It’s intriguing what I find in any given moment of exploring. It’s intriguing what catches my attention, and then keeps it. Here’s a journal entry that did just that. It was a great reminder for me. I remember many times like it. Pain and hope co-mingling, jostling for position in a man’s soul. It is being shared simply because I think I need to …
The moment … it is here … now, but often as a ghost – reality hidden in the shadows. How can I see completely without inviting the shadow to light?
I’ve heard it said that heaven exists in the moment. Perhaps it is so, as it transcends time … space. Heaven lying in wait … in the shadow of the moment.
But how much of the moment is present … over-run with thoughts of yesterday and the lure of tomorrow. Herein lies my greatest struggle – coming to peace with each and every moment.
I believe the key to understanding joy and purpose is here – right here – and flows with the emergence of the words on this page.
I long to know myself – to know the truth. But busyness arises as a thief, entering the unlocked door of the mind. Awareness – mindfulness. Such simple words but as I grow in years they seem integral parts of my becoming.
Can you taste the tears in these words?
I’m in a hotel room in Atlantic City. While my peers entertain their customers – gambling, drinking, I am here. I feel strangely alone in situations like this. And I wonder if I’m doing something wrong. Why do I “feel” as I do? I would much rather meet and talk with one person or perhaps a few.
And here I talk with you. The quiet is as sweet as I could imagine. And indeed, in some ways, more than at my house in the valley.

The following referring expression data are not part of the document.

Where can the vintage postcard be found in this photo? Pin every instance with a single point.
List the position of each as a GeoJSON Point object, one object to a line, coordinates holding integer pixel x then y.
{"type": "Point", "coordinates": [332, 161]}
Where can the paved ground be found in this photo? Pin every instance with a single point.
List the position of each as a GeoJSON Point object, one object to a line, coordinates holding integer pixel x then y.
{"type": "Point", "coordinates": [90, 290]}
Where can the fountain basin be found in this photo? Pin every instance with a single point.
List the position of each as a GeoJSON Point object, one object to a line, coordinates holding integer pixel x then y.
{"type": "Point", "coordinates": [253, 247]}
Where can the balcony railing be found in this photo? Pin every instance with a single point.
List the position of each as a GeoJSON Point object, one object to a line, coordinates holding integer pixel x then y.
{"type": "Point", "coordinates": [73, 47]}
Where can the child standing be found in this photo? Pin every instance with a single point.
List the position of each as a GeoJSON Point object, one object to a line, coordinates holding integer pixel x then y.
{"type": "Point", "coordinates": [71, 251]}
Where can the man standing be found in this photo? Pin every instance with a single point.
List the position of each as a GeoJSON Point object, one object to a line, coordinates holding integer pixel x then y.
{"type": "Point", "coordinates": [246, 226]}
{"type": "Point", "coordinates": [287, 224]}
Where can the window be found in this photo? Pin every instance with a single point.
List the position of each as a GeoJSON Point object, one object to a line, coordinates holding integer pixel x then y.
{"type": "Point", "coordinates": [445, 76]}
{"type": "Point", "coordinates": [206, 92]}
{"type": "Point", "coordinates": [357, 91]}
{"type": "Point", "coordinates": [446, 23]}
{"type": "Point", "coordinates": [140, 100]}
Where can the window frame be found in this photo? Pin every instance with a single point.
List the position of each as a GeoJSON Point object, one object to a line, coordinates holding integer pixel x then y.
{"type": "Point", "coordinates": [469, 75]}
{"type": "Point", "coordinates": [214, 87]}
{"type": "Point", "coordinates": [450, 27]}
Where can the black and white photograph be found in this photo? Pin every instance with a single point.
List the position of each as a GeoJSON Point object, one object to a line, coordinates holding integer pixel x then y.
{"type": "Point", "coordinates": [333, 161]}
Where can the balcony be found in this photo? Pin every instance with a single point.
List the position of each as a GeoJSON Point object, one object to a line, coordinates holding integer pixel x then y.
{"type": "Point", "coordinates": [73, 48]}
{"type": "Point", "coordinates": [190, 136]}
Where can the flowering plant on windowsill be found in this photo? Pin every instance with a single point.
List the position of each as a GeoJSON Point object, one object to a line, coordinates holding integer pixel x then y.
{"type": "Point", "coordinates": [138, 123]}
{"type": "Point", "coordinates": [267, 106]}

I sleep that I may awaken –
And so, what has this man learned in the years since? Some. I can still relate to that day. But “joy” has the upper hand almost without exception … as it takes but a glimpse of heaven in a moment to make it real. And I know full well that the “busyness” of life cannot keep me from anything. It is but another excuse to maintain the status quo.
We’re each walking a path perfectly geared for who we are in the moment. But it’s only intended for the moment. There are no straps and weights to hold us in place. We live. We struggle. We move. And along the way, we realize we’re not alone.